Chris Thomas said:
Good grief; James Maxwell is rolling over in his grave. You might
want to read a freshman physics textbook. The field of ANY magnet,
whether it's an electromagnet, cheap iron magnet, or one of your rare
earth magnets varies with distance in exactly the same manner. If
you can demonstrate differently, I suggest you contact the Nobel
prize committee in Stockholm as you are a candidate.
You're missing my point. If you had a normal magnet of equal strength as a
R.E. magnet, it would be physically much larger - and the field would extend
to a greater distance than the R.E. magnet of equivalent strength. Hence
these magnets use in things like hard-drives where an ordinary magnet of
equivalent strength would play havoc with the data.
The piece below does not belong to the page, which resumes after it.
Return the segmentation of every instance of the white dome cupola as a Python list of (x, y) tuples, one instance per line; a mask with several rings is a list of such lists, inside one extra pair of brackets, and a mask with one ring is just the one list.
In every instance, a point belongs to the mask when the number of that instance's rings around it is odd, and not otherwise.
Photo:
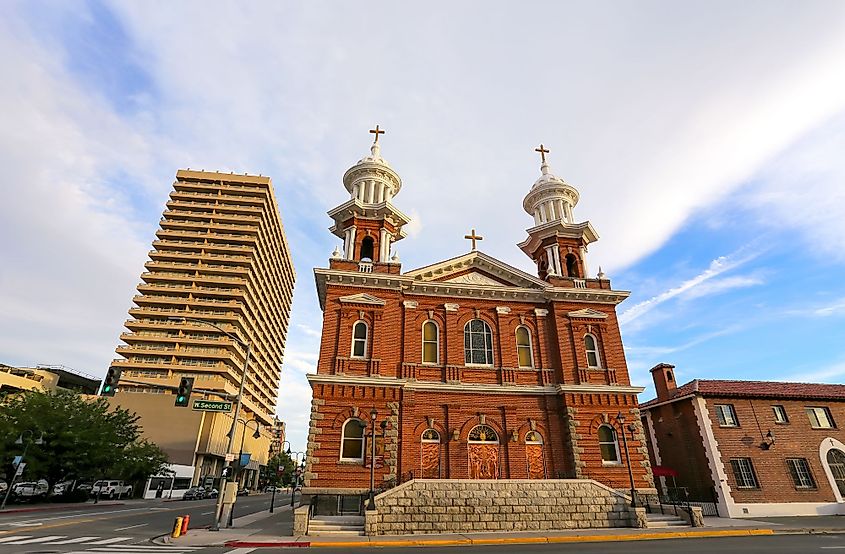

"The size of a magnet has a lot to do with the perceived strength of its
field, though. None of these magnets are very big, so that inverse-cube-law
field strength reduction bites into their power quite quickly.
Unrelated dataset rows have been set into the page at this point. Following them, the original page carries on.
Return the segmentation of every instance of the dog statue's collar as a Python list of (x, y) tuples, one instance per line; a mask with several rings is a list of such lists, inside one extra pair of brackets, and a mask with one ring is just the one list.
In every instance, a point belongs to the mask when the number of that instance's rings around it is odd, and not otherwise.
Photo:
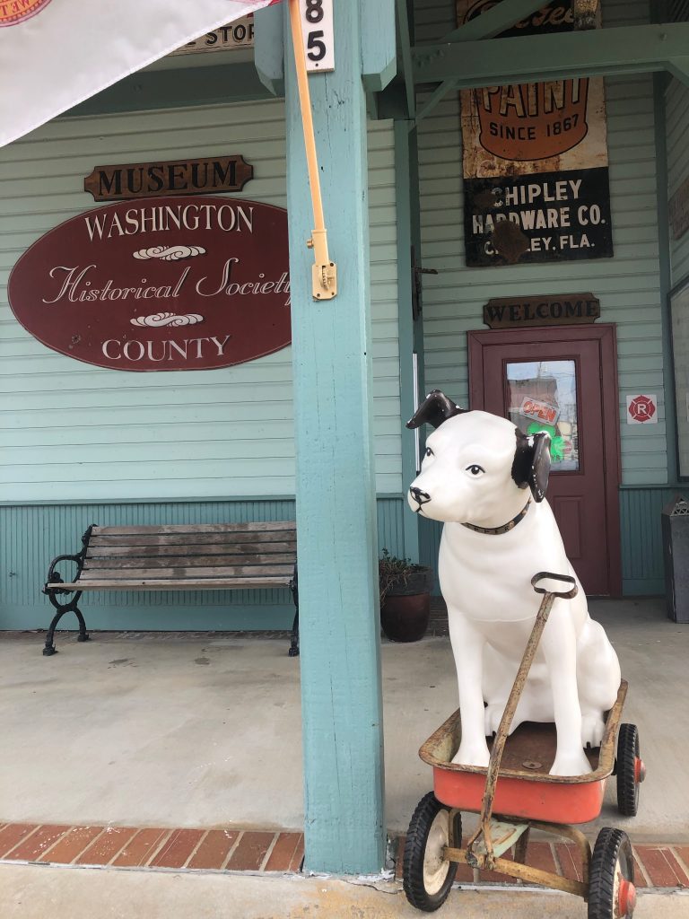
[(523, 520), (526, 516), (526, 511), (529, 509), (530, 505), (531, 498), (528, 499), (525, 505), (515, 517), (513, 517), (508, 523), (503, 523), (502, 527), (477, 527), (473, 523), (463, 523), (462, 527), (466, 527), (468, 529), (473, 529), (476, 533), (487, 533), (489, 536), (500, 536), (502, 533), (509, 533), (509, 531), (514, 529), (519, 521)]

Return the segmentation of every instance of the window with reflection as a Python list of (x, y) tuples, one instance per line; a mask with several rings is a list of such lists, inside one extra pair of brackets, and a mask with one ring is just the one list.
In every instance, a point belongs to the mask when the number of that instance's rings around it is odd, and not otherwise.
[(550, 435), (553, 472), (579, 471), (577, 377), (573, 360), (507, 364), (508, 414), (525, 434)]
Chisel the huge ferrite disc magnet off the back of a large dead speaker (if
it wasn't dead before you started chiselling, it sure will be when you've
finished) and you'll have a magnet with only about 1000G field strength,
measured at the peak strength areas on its poles. It's a ferrite. That's all
you get.
But big speaker magnets commonly weigh more than a kilogram and are several
inches across. The peak strength areas at the poles are thus already a few
inches away from the middle of the magnet's field. In this case, you can
move another few inches away and still have 1/8th field strength.
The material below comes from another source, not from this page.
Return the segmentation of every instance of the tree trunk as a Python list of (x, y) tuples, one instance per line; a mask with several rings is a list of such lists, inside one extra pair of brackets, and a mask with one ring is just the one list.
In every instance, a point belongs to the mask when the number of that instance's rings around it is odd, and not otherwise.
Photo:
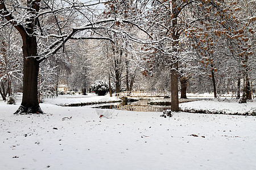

So if you wave one of these big magnets over a pile of nails, they'll leap
up to stick to it from several inches away.
Take a 1-Tesla-field-strength neodymium magnet the size of a button, though,
and the peak field areas on the outside of the magnet will only be a couple
of millimetres away from the middle of the field. Now moving just another
couple of millimetres away gives you 1/8th field strength. Field close to
magnet stronger; field far from magnet weaker."